You're kidding, right? J. Proctor Knott, a Kentucky congressman, delivered a speech for which he'd be known the rest of his life. A bill before the U.S. House of Representatives was intended to encourage the westward expansion of the railroads by giving land and money to railroad syndicates. Knott, who opposed the bill, delivered a comic oration on "The Untold Delights of Duluth," the small harbor town where one of the railroad lines would have gone.

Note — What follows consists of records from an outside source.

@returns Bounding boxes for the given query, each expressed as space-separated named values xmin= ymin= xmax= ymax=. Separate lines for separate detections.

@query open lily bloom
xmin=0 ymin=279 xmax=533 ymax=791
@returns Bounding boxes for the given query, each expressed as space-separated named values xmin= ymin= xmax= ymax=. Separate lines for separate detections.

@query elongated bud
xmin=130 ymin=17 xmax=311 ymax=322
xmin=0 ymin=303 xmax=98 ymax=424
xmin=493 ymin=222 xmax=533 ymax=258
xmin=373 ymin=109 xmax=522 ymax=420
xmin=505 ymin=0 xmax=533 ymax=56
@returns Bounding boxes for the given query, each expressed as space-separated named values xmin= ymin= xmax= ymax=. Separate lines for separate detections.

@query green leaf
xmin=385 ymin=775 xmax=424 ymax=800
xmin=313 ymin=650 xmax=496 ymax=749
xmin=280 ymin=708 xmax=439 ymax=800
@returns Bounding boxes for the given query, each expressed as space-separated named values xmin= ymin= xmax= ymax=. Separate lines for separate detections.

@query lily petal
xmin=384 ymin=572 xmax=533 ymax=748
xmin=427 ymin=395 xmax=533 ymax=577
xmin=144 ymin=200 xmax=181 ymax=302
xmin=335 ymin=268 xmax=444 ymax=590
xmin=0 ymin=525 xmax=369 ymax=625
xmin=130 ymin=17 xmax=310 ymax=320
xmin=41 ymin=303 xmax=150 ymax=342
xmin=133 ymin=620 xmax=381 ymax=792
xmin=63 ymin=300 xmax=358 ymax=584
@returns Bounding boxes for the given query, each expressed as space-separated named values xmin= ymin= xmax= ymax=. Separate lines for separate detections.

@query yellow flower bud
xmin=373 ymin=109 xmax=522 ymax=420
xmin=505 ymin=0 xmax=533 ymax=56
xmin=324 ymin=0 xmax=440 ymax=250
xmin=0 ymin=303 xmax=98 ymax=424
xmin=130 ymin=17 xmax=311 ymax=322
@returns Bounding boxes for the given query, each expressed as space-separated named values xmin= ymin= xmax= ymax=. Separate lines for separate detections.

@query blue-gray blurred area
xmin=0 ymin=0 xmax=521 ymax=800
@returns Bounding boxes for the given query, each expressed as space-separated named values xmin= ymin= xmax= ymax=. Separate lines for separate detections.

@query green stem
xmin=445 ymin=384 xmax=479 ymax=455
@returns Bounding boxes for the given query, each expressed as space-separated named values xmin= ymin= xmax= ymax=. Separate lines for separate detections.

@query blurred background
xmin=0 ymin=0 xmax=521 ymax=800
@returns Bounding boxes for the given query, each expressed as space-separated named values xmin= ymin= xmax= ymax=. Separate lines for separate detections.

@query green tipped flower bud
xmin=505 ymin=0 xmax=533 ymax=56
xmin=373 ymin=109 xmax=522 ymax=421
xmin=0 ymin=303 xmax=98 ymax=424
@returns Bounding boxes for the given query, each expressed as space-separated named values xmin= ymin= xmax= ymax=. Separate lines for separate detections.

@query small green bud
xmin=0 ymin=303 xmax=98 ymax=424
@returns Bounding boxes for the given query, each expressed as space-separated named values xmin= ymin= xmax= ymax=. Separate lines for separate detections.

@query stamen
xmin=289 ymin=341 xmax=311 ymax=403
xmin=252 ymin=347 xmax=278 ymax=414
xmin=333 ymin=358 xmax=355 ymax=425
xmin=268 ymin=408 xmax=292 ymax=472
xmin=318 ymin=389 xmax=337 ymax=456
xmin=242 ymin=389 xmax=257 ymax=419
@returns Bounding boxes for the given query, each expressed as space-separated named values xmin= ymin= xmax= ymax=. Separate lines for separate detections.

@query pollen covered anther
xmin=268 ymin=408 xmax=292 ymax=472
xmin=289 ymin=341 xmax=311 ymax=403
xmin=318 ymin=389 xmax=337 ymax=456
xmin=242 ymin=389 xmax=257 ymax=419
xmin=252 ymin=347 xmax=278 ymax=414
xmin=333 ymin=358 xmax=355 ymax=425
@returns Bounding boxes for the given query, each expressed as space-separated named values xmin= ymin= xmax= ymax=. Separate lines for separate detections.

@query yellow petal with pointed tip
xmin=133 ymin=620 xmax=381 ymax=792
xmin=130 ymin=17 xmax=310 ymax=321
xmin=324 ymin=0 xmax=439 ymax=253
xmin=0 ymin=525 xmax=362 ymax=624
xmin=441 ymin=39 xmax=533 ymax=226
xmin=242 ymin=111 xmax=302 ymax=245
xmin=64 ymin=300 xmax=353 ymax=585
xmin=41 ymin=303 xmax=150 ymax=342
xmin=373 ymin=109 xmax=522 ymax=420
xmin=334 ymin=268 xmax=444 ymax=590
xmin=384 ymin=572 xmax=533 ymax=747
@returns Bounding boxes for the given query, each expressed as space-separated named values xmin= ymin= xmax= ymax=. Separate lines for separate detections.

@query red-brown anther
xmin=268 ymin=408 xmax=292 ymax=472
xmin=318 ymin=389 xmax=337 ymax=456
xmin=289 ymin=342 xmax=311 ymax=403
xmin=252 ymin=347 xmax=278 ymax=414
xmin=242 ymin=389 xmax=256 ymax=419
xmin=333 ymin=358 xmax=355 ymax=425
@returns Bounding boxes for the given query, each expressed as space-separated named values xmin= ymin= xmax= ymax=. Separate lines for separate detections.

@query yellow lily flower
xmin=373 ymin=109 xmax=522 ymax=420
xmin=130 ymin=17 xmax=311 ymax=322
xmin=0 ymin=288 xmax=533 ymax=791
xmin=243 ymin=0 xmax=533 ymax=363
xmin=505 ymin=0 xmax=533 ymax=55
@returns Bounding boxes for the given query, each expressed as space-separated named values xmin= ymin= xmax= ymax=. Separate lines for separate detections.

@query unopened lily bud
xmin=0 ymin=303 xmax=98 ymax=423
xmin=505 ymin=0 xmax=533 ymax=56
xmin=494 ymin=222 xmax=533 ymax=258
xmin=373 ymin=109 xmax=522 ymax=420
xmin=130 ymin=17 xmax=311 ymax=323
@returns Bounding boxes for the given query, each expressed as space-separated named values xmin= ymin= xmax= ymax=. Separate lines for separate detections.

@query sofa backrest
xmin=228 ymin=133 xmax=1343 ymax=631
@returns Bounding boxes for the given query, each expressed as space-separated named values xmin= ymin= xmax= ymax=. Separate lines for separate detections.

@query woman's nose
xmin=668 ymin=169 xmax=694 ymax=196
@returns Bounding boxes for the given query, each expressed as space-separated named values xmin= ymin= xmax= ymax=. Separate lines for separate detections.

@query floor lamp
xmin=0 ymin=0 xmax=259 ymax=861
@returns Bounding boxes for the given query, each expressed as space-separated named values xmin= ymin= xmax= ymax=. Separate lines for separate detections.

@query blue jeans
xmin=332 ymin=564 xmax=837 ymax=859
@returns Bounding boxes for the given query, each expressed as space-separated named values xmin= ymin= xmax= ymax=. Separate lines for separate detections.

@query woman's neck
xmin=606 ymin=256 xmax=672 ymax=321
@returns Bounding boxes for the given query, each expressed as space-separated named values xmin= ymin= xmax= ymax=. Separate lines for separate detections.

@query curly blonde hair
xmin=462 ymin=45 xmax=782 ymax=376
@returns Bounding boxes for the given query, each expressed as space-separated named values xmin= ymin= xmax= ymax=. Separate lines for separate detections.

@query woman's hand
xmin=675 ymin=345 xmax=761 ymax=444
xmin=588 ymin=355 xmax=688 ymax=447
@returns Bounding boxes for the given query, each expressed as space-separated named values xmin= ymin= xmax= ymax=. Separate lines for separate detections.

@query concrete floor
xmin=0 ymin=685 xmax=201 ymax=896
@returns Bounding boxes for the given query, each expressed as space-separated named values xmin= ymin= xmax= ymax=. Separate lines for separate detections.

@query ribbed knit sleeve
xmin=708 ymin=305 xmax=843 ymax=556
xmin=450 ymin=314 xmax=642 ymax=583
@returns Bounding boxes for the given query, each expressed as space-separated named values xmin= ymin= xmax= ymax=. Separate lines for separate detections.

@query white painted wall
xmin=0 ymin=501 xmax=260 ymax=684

Let's just say he really poured it on.

"I see it represented on this map that Duluth is situated exactly halfway between the latitudes of Paris and Venice, so that gentlemen who have inhaled the exhilarating airs of the one or basked in the golden sunlight of the other may see at a glance that Duluth must be a place of untold delights [laughter], a terrestrial paradise, fanned by the balmy zephyrs of an eternal spring, clothed in the gorgeous sheen of ever-blooming flowers, and vocal with the silvery melody of nature's choicest songsters. [Laughter.]

"In fact, sir, since I have seen this map I have no doubt that Byron was vainly endeavoring to convey some faint conception of the delicious charms of Duluth when his poetic soul gushed forth in the rippling strains of that beautiful rhapsody."

A bill becomes a name: The speech was distributed nationwide to the amusement of many — including Duluthians, who invited the congressman to visit. He did. In 1894, a village near Duluth incorporated itself as Proctorknott, shorting the name to Proctor in 1904.

The bill, by the way, was defeated. Proctor, however, still thrives.